9. Nutrition Challenge
This works on the honor system. Challenge your athletes to eat healthier than they usually do, and record everything.
Have them bring their journals in and discuss how their choices changed, how it motivates them to work out more and live a better life. You’ll turn them into lifelong customers before long, all while teaching about nutrition and helping everyone make better choices.
10. Charity Cup
Support a local charity and get a ton of publicity in the process. Pick a charity, talk to them about fundraising, and host an event (doesn’t have to just take place indoors in your gym) where you encourage your gym patrons and athletes to participate.
This is a selfless way to get people excited about giving back while building up their personal physical fitness in the process.
11. Accountability Challenges
You can use these challenges in a different way: as a teaching lesson or moment.
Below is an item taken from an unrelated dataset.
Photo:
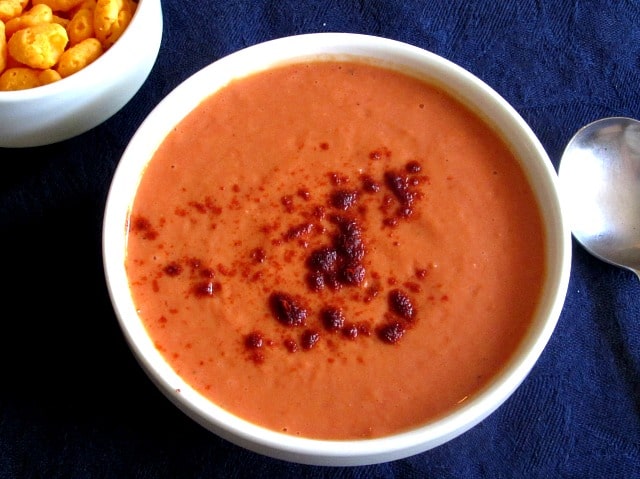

If you weren’t accountable for your own actions, you wouldn’t be a gym owner right now.
When an athlete isn’t held accountable to anyone but themselves, they can slowly slip away from their habits. Keep your members accountable by challenging them to pair up in groups and keep each other accountable for their goals.
12. Mind and Body Betterment Challenge
Yoga, pilates, and any other activity that focuses on wellness and mental wellbeing are great times to introduce challenges.
Can your gym patrons attend every class for the challenge? Talk about improving their state of mind and helping them reduce stress and improve emotions through repeated challenge participation.